In 1974, right at the end of the “meat” of the scene, Sensation’s Fix released their sophomore record, Portable Madness. The band is an odd example of Italian Prog for two reasons, the first being that their band name isn’t Italian, which I believe is sacrilege, although I suppose they get a mulligan for having an American drummer. The second reason is that their style was more space/psychedelic rock, much different from the symphonic and jazz stylings of their Italian brethren. Still, the trio produced some excellent music that remains quite interesting to this day.
I have one major beef with Portable Madness, but let’s talk about the positives first. Excellent musicianship and good production, considering the time and technology. This is psychedelic progressive rock in it’s purest form: no vocals, plenty of effects, the guitar being run through a Big Muff pedal… oh yeah, that’s the stuff. Be prepared for nine droning tracks, none of which are long but all of which take a theme or musical idea and then explore it for four or five minutes in jam session format. Luckily, this album doesn’t suffer from a lack of depth like so many other psychedelic records — the keyboards are plentiful and well played throughout. My one major beef would be with the snare drum, which actually doesn’t exist. Apparently, Keith Edwards doesn’t believe in snare strands, because I just assumed that an extremely taught tom tom played every snare hit on the album. If this album were ever re-recorded (will never happen, but still), I’d love to hear it with a snare drum.

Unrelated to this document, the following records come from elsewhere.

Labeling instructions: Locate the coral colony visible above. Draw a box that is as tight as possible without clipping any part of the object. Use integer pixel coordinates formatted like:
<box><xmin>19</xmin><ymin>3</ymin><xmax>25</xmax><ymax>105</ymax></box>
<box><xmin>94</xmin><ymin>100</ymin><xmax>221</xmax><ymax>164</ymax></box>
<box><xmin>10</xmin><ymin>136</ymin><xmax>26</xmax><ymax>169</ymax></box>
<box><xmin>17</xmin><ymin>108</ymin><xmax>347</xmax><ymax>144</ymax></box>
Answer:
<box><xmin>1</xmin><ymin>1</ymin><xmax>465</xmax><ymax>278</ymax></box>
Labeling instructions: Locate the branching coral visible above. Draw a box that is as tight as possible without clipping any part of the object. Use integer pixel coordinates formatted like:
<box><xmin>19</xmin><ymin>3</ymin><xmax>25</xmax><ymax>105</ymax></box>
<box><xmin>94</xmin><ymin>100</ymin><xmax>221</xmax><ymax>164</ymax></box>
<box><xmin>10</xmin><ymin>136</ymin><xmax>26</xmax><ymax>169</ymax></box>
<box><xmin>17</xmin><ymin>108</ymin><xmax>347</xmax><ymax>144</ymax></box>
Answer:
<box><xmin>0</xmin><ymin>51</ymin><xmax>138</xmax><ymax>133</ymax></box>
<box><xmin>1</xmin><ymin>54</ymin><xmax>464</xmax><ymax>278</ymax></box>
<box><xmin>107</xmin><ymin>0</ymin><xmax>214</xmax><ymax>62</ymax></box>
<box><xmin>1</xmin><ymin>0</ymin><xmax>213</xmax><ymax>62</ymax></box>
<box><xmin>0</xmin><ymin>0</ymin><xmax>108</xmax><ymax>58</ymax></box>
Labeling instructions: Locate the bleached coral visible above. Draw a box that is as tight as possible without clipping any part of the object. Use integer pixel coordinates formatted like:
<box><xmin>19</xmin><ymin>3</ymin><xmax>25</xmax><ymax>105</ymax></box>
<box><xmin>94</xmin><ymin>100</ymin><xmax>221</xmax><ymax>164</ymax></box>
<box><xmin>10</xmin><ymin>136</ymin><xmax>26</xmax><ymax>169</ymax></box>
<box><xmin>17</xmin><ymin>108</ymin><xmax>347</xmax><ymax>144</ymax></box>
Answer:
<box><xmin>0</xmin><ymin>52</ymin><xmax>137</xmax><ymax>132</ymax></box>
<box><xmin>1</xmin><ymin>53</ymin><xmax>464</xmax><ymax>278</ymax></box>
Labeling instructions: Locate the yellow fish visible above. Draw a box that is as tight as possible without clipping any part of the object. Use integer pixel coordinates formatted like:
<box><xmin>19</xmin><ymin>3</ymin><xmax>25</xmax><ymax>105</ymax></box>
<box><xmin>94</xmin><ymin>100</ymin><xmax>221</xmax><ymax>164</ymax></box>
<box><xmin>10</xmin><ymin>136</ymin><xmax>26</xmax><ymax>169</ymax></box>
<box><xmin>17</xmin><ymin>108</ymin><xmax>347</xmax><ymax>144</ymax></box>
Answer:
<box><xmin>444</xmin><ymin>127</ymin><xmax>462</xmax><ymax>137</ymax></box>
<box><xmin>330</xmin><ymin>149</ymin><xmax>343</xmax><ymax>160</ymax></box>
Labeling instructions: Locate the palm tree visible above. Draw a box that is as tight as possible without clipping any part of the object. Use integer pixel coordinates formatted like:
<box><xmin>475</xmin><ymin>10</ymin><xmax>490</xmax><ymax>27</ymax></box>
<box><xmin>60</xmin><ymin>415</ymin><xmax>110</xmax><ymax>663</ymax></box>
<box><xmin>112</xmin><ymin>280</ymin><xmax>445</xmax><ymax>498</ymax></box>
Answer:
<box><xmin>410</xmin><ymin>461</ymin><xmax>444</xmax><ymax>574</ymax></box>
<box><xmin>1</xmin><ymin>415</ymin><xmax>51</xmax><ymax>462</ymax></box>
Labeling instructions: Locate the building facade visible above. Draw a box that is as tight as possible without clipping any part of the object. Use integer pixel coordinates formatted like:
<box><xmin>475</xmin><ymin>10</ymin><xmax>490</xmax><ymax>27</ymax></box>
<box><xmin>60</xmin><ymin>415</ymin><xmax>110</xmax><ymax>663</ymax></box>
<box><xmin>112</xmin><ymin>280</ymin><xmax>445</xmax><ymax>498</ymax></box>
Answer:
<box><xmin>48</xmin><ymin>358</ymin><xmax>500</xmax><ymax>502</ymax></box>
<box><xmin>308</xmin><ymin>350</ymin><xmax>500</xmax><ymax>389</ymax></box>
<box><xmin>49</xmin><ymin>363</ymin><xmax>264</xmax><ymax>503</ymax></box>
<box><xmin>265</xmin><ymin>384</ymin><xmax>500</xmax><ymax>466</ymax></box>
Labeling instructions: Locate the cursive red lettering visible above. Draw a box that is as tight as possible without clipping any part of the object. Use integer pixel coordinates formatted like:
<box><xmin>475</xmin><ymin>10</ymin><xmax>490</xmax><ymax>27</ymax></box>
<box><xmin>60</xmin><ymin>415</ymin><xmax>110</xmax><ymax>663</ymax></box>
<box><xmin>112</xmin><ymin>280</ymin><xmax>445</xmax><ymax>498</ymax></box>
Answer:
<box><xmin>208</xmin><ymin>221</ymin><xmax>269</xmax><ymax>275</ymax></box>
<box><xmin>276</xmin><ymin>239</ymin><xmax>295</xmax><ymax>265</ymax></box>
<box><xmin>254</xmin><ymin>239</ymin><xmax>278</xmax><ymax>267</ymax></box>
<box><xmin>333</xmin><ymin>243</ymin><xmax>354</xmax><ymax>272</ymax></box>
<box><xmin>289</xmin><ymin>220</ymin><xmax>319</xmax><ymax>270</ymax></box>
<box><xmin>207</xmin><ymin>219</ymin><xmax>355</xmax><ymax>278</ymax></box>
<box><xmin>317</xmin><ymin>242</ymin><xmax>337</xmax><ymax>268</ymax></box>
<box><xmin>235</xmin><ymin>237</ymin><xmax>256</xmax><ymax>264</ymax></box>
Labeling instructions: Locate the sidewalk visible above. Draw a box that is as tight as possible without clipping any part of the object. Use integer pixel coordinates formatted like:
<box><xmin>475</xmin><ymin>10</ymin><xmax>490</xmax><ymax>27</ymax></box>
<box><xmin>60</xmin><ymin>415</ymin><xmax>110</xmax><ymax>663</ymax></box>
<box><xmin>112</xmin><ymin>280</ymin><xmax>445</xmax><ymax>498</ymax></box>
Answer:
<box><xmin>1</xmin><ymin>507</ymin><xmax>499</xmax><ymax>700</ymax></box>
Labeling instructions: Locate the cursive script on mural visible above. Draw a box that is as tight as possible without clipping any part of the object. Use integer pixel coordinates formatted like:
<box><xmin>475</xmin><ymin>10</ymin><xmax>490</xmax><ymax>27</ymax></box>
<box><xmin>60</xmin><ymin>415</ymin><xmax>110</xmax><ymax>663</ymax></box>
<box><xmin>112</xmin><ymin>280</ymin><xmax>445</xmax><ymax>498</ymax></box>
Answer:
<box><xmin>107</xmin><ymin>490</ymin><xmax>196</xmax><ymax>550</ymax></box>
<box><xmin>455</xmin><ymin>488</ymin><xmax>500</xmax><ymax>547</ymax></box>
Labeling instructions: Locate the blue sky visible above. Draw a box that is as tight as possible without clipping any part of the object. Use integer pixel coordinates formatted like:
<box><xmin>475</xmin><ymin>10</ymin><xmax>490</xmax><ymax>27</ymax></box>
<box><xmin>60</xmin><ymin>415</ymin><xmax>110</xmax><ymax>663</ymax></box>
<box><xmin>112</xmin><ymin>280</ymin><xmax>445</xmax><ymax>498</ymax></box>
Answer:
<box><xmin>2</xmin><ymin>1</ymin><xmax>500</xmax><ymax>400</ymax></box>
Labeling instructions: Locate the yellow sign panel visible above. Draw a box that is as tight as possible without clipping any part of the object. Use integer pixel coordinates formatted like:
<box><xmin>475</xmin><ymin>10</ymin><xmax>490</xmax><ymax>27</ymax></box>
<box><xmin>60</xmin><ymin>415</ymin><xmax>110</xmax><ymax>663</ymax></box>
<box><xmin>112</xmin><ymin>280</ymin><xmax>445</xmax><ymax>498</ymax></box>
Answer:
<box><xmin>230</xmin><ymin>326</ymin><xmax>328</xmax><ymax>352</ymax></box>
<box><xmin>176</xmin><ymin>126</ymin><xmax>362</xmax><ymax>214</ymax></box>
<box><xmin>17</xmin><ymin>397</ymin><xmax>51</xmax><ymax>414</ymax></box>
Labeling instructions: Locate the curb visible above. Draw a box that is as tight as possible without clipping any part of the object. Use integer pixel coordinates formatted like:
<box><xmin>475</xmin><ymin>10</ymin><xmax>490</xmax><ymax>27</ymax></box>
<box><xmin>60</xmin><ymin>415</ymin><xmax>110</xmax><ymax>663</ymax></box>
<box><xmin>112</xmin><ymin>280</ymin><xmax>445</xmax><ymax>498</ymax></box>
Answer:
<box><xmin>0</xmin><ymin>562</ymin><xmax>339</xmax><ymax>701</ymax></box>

The year was 1972, the scene was coming alive, and Il Balletto Di Bronzo released what is almost universally considered their masterpiece, Ys. Now, when I initially think of the work “Ys,” I think of the Japanese role-playing series that has been around since the dawn of time. Does this make me nerdy? Maybe. But Bronzo is making a strong play to steal that particular word association, because this album rocks.
Ys is eclectic symphonic prog at it’s finest. The female vocals are strange and interesting. The time signatures and tempo alter themselves the appropriate number of times. The musicianship is great and the keyboards are incredible, just the way it should be. I have no idea what the lyrics are, on account of my uni-lingual nature, but I can feel the thick drippings of a deep concept. The songwriting is unique, almost giving the feeling of a lack of structure — not in a messy way, but similar to today’s modern art rock bands. Transitions between ideas are abrupt and occasionally frenetic, but it creates a nice pace that ensures the record runs smoothly throughout it’s 45 minutes. And believe me, you’ll be wanting more when it’s over.